Data bus - rebus-org/Rebus GitHub Wiki

When building systems with messaging, it is usually advised that message sizes are kept small. This is because big messages can ruin the nice, low-latency, easy-flowing properties of messaging-based systems by clogging up queues and consuming unnecessary resources.

Sometimes you need to transfer big chunks of data though, like e.g. image, sound, and video files, big CSV files, etc.

This is where the "data bus" comes in :) the data bus is a dead simple implementation of the claim check pattern.

The basic principle is that the bus provides a mechanism that is capable of storing an attachment in some kind of data store, and then a reference to that attachment (the "claim check") is passed around in messages instead of the full payload.

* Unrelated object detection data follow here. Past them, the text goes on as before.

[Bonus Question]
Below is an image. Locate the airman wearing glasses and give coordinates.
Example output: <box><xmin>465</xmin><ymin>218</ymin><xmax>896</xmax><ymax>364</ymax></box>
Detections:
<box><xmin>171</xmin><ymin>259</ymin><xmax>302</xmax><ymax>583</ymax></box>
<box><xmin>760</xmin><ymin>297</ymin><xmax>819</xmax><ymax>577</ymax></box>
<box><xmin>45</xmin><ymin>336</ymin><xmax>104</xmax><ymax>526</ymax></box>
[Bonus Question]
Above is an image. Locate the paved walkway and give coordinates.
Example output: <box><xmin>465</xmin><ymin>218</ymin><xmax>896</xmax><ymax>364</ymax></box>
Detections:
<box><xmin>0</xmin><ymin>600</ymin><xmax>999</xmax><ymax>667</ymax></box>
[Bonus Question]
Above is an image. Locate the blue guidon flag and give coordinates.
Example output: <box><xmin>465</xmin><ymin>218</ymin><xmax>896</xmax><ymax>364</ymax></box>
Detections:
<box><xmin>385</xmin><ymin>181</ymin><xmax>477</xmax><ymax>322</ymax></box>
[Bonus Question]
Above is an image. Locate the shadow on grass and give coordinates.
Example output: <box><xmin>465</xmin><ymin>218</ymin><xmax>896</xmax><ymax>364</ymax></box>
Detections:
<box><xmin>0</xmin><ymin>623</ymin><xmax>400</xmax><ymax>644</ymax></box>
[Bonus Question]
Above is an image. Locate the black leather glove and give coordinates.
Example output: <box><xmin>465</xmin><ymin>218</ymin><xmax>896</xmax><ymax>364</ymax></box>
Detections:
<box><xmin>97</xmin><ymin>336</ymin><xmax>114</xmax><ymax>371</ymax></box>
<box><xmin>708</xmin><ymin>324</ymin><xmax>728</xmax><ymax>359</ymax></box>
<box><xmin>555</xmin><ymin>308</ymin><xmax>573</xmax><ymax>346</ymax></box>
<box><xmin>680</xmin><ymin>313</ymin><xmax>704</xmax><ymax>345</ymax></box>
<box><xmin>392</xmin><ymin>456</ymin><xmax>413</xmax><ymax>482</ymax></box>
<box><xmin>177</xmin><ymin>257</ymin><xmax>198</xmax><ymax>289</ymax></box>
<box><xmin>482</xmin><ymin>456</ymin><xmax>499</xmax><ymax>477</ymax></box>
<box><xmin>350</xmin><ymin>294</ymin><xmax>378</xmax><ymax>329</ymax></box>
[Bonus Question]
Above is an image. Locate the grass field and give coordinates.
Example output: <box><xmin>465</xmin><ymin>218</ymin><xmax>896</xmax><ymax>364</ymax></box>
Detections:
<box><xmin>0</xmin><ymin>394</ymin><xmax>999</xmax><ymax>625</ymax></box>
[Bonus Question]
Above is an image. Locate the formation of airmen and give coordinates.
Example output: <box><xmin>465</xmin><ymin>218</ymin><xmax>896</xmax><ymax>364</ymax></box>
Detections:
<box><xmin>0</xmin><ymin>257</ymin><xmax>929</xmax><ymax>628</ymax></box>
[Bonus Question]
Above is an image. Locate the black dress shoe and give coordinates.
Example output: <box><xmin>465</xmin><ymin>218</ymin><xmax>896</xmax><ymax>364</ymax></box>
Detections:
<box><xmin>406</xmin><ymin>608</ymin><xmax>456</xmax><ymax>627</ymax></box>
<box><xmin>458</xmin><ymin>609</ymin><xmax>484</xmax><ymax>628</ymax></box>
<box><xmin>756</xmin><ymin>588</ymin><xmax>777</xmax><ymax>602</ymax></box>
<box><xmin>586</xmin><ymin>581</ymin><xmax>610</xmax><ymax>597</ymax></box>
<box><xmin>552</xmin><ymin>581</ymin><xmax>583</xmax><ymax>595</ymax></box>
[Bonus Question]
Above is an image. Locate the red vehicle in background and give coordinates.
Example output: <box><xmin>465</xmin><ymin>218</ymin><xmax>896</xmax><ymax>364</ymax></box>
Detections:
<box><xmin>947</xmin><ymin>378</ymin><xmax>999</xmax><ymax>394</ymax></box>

This way, whoever gets the claim check will be able to retrieve the full payload if it is desired, possible forwarding the message with the claim check multiple times without paying the cost associated with transferring the actual data around.

How to configure it

Simply use the .DataBus() method on the configurer and build further on it to select a way to store data, like so:

Configure.With(...)
    .(...)
    .DataBus(d => d.StoreInFileSystem(@"\\SOMEMACHINE\DATA"))
    .Start();

where StoreInFileSystem in this case configures Rebus to store data as files on a network share somewhere.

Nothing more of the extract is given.